Posts by Collection

portfolio

Human level Atari 200x faster Reimplementation

  • Implemented a deep reinforcement-learning agent based on DQN that surpasses human benchmark on the atari suite.
  • Implemented algorithmic optimizations to reduce compute requirements by 200x compared to its predecessor Agent57.
  • Achieved state-of-the-art performance across all 57 Atari games, demonstrating robust generalization and sample efficiency.

Transformer Gallery

  • Architected and implemented core Transformer architectures—including Transformer, Transformer-XL, Longformer, and Block-Recurrent Transformer—mirroring foundations of large-scale language models.
  • Bootstrapped the codebase and personally wrote 80 % of the implementation, ensuring modularity for easy extension and experimentation.
  • Validated model correctness through benchmarked language modeling tasks and attention‐visualization tools.

Recent AI Papers Website

  • Built a web platform that automatically aggregates and ranks the week’s newest AI research papers by author prominence and citation count.
  • Implemented real-time features: “Like” button, personalized saving of papers, and dynamic category filtering via interactive JavaScript charts.
  • Integrated Google OAuth for secure login and user session management, facilitating personalized reading lists and alerts.

Navy Battle (Clash Royale style 2D Game)

  • Designed and developed a 2D multiplayer strategy game in Unity inspired by Clash Royale, featuring three unique character classes.
  • Programmed core gameplay mechanics (unit spawning, resource management, combat resolution) in C#, ensuring smooth networked play.
  • Implemented UI/UX elements (health bars, cooldown timers) and balanced character abilities through iterative playtesting.

publications

Estimating Uncertainty with Implicit Quantile Network

preprint, 2023

Inspired by Implicit Quantile Network from the reinforcement learning literature, this work aims to repurpose it for uncertainty estimation in supervised learning settings by modeling the entire distribution of the error.

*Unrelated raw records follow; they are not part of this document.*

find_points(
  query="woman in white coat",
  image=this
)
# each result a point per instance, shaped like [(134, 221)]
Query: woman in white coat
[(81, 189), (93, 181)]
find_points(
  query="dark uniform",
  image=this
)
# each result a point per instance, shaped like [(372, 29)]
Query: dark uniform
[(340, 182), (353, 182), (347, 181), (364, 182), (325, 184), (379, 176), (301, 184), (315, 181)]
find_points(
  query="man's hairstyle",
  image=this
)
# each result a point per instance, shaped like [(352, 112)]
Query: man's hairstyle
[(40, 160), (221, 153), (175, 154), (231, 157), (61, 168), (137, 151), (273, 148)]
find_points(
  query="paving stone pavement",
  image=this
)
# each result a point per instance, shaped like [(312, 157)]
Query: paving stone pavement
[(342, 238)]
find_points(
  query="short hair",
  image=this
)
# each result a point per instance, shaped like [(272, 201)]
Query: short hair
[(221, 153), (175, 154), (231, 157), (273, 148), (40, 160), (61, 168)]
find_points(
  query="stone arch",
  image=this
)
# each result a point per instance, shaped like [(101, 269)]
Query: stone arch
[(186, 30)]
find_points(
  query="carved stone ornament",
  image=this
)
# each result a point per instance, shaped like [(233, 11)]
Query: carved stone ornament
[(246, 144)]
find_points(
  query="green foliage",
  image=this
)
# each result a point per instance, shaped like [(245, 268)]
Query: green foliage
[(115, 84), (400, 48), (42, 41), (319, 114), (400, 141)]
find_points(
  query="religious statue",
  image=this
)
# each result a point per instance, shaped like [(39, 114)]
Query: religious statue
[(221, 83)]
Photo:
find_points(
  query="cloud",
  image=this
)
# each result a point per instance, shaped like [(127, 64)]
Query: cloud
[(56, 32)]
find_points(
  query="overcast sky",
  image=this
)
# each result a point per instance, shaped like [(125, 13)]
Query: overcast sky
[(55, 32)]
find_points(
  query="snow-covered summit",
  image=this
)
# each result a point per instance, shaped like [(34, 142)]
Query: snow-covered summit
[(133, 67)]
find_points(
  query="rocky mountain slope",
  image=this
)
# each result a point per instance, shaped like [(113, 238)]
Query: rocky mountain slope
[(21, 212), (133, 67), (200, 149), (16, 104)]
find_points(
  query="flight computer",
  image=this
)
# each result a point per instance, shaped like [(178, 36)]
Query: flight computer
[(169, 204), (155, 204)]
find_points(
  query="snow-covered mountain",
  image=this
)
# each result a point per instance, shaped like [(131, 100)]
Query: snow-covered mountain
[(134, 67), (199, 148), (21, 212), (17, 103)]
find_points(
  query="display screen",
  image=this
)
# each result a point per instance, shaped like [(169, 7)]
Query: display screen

Latent Diffusion with LLMs for Reasoning

preprint, 2024

This work augments encoder-decoder language models with latent diffusion models in an attempt to enhance language reasoning by diffusing the intermediate representations. By reasoning over many iterative forward steps, it has the ability to allocate more compute to hard reasoning tasks.

talks

teaching

Teaching experience 1

Undergraduate course, University 1, Department, 2014

This is a description of a teaching experience. You can use markdown like any other post.

Teaching experience 2

Workshop, University 1, Department, 2015

This is a description of a teaching experience. You can use markdown like any other post.